A fish looking up through the water sees the outside world contained in a circular horizon. If the refractive index of water is `4//3` and the fish is `12cm` below the surface, the radius of this circle in cm is

To solve the problem of finding the radius of the circular horizon that a fish sees when looking up through the water, we can follow these steps: ### Step 1: Understand the Geometry The fish is located 12 cm below the surface of the water.
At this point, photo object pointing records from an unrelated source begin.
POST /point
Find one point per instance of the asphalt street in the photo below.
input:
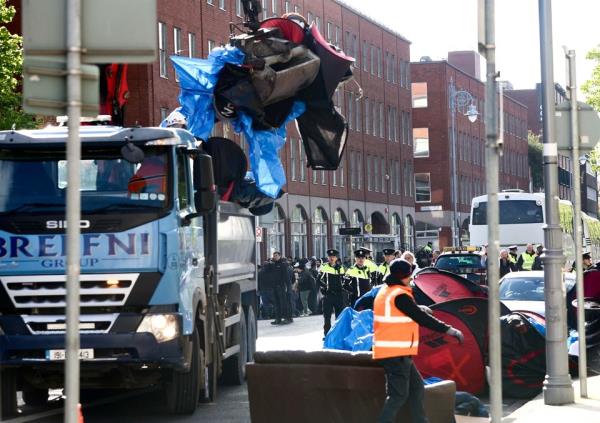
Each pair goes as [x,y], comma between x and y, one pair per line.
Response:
[232,402]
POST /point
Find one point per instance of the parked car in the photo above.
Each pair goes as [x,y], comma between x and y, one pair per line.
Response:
[465,261]
[525,290]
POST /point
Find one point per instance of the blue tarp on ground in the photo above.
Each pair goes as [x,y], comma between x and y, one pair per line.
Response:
[352,331]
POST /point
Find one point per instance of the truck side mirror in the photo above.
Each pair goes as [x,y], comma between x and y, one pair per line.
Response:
[205,190]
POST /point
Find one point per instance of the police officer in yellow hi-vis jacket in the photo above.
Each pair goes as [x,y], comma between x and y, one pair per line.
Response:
[396,339]
[330,283]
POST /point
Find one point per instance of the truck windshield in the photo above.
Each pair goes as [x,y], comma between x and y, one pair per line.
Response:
[36,181]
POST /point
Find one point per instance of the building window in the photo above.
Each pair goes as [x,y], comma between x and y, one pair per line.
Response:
[339,241]
[162,49]
[293,153]
[191,44]
[367,116]
[302,161]
[381,121]
[369,174]
[419,95]
[358,114]
[319,234]
[422,188]
[421,142]
[276,232]
[298,232]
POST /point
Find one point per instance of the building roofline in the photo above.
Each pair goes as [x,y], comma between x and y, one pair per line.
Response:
[441,62]
[372,20]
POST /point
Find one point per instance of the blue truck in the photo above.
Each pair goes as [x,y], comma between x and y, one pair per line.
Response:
[168,272]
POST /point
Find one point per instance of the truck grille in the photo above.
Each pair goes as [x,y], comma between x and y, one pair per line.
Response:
[46,294]
[49,291]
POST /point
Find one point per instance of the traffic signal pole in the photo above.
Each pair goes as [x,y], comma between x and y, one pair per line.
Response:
[73,210]
[558,389]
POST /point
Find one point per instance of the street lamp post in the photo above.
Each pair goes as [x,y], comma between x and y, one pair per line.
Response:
[459,100]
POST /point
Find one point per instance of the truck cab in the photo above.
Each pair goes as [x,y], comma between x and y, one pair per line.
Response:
[168,275]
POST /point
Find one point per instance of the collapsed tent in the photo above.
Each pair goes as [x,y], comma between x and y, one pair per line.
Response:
[278,71]
[433,285]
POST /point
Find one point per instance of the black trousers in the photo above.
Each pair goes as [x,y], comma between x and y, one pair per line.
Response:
[282,302]
[331,302]
[403,383]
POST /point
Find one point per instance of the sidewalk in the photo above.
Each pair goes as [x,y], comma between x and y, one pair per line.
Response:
[585,410]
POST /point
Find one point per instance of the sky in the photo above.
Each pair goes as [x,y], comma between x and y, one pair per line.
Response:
[436,27]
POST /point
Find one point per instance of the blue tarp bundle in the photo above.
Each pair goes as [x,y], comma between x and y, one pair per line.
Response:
[352,331]
[197,80]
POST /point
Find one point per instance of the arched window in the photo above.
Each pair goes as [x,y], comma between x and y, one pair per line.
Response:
[276,232]
[339,241]
[298,232]
[396,229]
[319,232]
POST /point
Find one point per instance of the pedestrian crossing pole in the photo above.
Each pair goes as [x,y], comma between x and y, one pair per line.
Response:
[487,47]
[558,389]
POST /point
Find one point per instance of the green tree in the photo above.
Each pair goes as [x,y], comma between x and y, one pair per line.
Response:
[11,66]
[535,159]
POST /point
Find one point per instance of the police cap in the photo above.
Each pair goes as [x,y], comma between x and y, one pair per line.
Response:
[399,269]
[360,253]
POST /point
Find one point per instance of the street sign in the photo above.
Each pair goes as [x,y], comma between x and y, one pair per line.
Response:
[589,126]
[349,231]
[45,87]
[112,31]
[258,232]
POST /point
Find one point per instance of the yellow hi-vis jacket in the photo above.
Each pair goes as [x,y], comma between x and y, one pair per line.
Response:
[395,334]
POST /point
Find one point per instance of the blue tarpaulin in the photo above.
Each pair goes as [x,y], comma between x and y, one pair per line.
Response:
[352,331]
[197,80]
[264,149]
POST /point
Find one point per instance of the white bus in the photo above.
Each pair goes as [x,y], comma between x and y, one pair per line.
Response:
[522,219]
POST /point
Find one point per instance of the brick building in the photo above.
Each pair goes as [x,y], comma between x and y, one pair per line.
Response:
[434,132]
[374,184]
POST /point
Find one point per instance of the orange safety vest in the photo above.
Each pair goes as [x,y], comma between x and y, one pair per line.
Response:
[395,334]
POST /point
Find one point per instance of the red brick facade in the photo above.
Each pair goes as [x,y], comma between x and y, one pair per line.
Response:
[436,212]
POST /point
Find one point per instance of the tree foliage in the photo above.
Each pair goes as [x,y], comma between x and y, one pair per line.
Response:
[535,159]
[11,66]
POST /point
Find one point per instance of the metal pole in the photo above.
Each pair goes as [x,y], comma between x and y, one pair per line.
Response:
[578,228]
[453,167]
[73,209]
[558,387]
[493,219]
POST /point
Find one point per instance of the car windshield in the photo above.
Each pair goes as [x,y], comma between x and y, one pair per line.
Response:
[35,181]
[522,289]
[459,263]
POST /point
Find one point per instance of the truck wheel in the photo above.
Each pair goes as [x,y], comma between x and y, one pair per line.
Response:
[208,393]
[183,391]
[8,393]
[252,333]
[234,368]
[35,397]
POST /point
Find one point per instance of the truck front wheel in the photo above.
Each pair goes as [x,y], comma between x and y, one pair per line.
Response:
[183,390]
[8,392]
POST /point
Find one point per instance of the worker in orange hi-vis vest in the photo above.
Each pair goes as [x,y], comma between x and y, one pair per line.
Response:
[396,339]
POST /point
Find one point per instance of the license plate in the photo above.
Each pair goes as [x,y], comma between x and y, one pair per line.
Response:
[84,354]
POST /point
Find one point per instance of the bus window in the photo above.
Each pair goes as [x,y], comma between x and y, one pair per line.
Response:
[512,212]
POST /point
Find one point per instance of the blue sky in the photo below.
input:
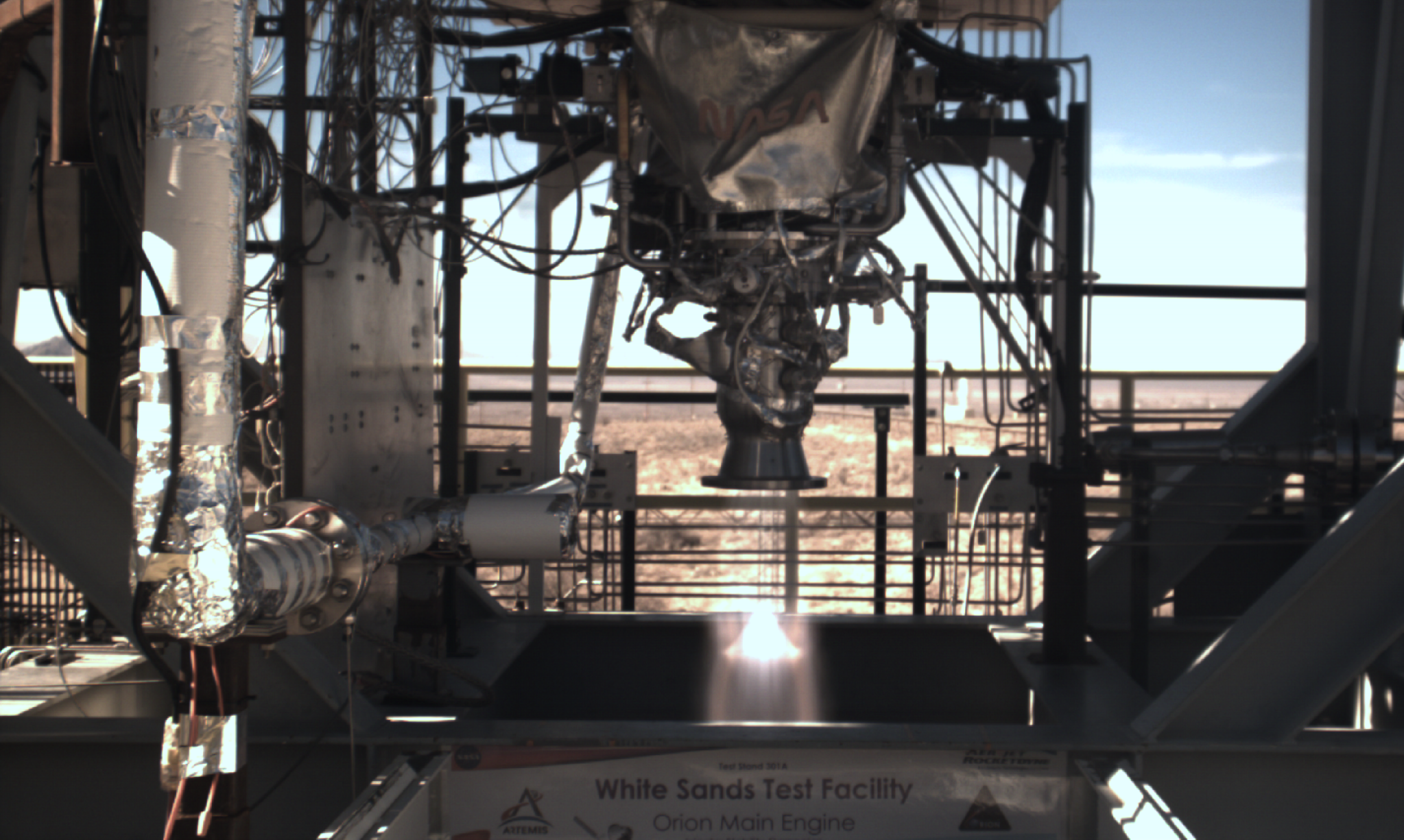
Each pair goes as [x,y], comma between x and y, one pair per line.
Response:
[1198,166]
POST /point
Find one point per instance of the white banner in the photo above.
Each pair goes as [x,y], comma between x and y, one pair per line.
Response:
[753,794]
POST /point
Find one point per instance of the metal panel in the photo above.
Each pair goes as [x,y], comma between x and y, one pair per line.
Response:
[53,468]
[370,365]
[1233,795]
[1318,628]
[614,481]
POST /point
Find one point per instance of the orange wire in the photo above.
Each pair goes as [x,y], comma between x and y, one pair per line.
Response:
[214,783]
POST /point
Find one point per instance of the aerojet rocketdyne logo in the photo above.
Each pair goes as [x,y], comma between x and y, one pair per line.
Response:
[525,818]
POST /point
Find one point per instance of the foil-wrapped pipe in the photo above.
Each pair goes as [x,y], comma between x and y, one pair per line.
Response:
[396,540]
[191,547]
[291,569]
[578,453]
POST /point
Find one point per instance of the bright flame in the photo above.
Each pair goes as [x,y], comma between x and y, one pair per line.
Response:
[761,671]
[763,640]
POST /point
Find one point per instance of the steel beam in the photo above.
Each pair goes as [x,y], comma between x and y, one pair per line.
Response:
[1208,501]
[1094,693]
[65,486]
[1303,641]
[329,683]
[1355,207]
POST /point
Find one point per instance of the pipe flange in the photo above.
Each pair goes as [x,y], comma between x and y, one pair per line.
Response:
[350,566]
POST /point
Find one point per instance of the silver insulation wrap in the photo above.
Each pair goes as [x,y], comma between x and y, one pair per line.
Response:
[289,568]
[197,95]
[215,747]
[761,119]
[578,453]
[396,540]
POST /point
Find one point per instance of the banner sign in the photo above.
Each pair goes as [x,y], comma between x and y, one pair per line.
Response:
[753,794]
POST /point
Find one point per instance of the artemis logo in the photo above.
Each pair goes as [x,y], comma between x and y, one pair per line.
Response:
[531,822]
[764,123]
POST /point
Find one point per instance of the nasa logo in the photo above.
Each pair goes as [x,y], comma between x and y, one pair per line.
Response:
[756,120]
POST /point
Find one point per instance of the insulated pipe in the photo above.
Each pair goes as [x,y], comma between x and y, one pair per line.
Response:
[578,453]
[197,97]
[292,569]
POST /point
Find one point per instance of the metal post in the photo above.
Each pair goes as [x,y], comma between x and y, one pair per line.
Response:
[289,250]
[451,379]
[425,91]
[882,424]
[918,365]
[1128,415]
[541,453]
[792,553]
[102,283]
[368,154]
[1064,571]
[628,560]
[1139,607]
[918,427]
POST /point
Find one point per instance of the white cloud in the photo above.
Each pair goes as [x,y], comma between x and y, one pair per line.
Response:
[1119,156]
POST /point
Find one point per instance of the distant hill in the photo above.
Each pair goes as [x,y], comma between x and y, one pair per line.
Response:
[55,346]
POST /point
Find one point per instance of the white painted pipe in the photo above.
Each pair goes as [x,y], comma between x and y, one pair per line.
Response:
[197,99]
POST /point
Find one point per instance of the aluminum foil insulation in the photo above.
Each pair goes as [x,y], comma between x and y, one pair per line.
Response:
[197,95]
[578,453]
[289,569]
[761,119]
[396,540]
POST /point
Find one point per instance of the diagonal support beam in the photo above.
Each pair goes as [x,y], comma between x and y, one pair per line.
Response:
[1094,691]
[1305,640]
[1211,501]
[65,486]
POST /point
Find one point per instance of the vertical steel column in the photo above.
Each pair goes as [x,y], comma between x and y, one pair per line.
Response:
[882,424]
[541,453]
[1139,607]
[289,250]
[103,254]
[1064,560]
[1126,388]
[792,553]
[451,380]
[628,560]
[918,427]
[425,91]
[368,152]
[918,365]
[1355,211]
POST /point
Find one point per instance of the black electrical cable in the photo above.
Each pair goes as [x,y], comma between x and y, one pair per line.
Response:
[123,210]
[481,189]
[141,599]
[261,170]
[1007,77]
[528,36]
[305,755]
When it looks up, it sees a circular horizon due to the refraction of light at the water-air interface. ### Step 2: Identify the Refractive Index The refractive index (μ) of water is given as \( \frac{4}{3} \). ### Step 3: Use the Critical Angle The critical angle (c) can be calculated using the formula: \[ \sin c = \frac{1}{\mu} \] Thus, \[ \sin c = \frac{1}{\frac{4}{3}} = \frac{3}{4} \] ### Step 4: Calculate the Critical Angle Using the inverse sine function: \[ c = \sin^{-1}\left(\frac{3}{4}\right) \] ### Step 5: Relate the Radius (R) and Depth (H) Using the geometry of the situation, we can relate the radius of the circular horizon (R) to the depth (H) of the fish: \[ \frac{R}{H} = \tan c \] Where \( H = 12 \, \text{cm} \). ### Step 6: Express Tan in Terms of Sin and Cos Using the identity for tangent: \[ \tan c = \frac{\sin c}{\cos c} \] We can express this in terms of the refractive index: \[ \cos c = \sqrt{1 - \sin^2 c} = \sqrt{1 - \left(\frac{3}{4}\right)^2} = \sqrt{1 - \frac{9}{16}} = \sqrt{\frac{7}{16}} = \frac{\sqrt{7}}{4} \] Thus, \[ \tan c = \frac{\frac{3}{4}}{\frac{\sqrt{7}}{4}} = \frac{3}{\sqrt{7}} \] ### Step 7: Substitute and Solve for R Now substituting back into the equation: \[ \frac{R}{12} = \frac{3}{\sqrt{7}} \] Thus, \[ R = 12 \cdot \frac{3}{\sqrt{7}} = \frac{36}{\sqrt{7}} \, \text{cm} \] ### Final Answer The radius of the circular horizon that the fish sees is: \[ R = \frac{36}{\sqrt{7}} \, \text{cm} \] ---